The cryptocurrency market shows signs of recovery, thanks to a potential tariff agreement between the U.S. and E.U. Easing trade risks could impact the increase in investment in crypto assets.
Concerns Over Tariffs Amid New Developments
Reports suggest that the U.S. and E.U. are nearing a compromise on tariff issues, which may alleviate market concerns. The new tariffs are expected to be capped at 15%, significantly lower than the previously anticipated 30%. This potential agreement contributes to reduced transaction costs and an increased appetite for riskier assets, including Bitcoin.
Increase in Stablecoin Reserves
Reserves of stablecoins such as USDT and USDC show growing interest from investors. USDT reserves on exchanges have risen to $39.07 billion, indicating traders are gearing up to make purchases. Stable assets usually gain attention ahead of volatile periods in the market.

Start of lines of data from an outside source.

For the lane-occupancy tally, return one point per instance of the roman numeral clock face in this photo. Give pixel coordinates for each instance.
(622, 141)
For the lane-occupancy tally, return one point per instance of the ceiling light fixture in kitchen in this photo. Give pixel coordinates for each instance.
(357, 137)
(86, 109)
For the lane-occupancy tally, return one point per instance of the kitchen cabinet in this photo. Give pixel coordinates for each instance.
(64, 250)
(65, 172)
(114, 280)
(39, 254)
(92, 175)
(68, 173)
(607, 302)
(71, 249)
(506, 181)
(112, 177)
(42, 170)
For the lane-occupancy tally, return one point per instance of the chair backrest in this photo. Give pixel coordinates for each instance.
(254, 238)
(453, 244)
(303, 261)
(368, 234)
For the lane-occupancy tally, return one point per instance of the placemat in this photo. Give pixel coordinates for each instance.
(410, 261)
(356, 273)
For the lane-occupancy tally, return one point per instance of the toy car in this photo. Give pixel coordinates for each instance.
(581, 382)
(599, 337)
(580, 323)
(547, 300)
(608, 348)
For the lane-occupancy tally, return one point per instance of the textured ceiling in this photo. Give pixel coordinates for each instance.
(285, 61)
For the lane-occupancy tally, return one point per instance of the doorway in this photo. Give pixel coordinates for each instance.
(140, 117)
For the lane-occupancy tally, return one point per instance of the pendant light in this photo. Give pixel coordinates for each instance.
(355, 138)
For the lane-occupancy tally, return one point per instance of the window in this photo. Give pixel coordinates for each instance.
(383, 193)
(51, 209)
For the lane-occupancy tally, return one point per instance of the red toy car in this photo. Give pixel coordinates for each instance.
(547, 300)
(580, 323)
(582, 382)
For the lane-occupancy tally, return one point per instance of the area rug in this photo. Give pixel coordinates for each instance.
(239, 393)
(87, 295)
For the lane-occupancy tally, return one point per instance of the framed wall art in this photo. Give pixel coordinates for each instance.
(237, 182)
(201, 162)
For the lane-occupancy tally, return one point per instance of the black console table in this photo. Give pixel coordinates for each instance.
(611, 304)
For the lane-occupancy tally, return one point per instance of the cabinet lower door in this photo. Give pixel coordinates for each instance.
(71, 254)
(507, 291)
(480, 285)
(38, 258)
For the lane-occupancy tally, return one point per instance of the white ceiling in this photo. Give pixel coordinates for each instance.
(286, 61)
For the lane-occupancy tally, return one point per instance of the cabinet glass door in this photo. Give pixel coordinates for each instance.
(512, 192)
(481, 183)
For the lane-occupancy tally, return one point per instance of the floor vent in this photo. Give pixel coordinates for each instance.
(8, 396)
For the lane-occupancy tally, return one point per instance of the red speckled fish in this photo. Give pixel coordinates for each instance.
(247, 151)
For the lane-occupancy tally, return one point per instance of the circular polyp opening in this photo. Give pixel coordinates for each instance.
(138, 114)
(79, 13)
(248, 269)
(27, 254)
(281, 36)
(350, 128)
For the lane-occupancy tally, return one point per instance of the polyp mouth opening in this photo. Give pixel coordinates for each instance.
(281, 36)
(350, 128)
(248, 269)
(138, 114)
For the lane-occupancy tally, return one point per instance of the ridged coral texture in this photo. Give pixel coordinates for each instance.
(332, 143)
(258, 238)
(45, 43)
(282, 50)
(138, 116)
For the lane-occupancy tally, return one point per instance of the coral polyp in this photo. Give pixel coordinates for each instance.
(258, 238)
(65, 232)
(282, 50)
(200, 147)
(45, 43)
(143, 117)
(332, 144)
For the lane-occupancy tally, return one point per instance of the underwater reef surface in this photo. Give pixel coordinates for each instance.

Potential for DeFi and Altcoin Growth
The total value locked in DeFi has reached $137.5 billion, signaling a return of accumulated interest in various protocols. While DEX volumes reached $20.9 billion over the last 24 hours, studies indicate that traders may rotate from major assets like BTC and ETH into DeFi tokens, seeking higher yields.
The potential U.S.–E.U. tariff agreement could act as a catalyst for the recovering cryptocurrency market. Investors will closely monitor developments, particularly Bitcoin and altcoin behavior in the coming days.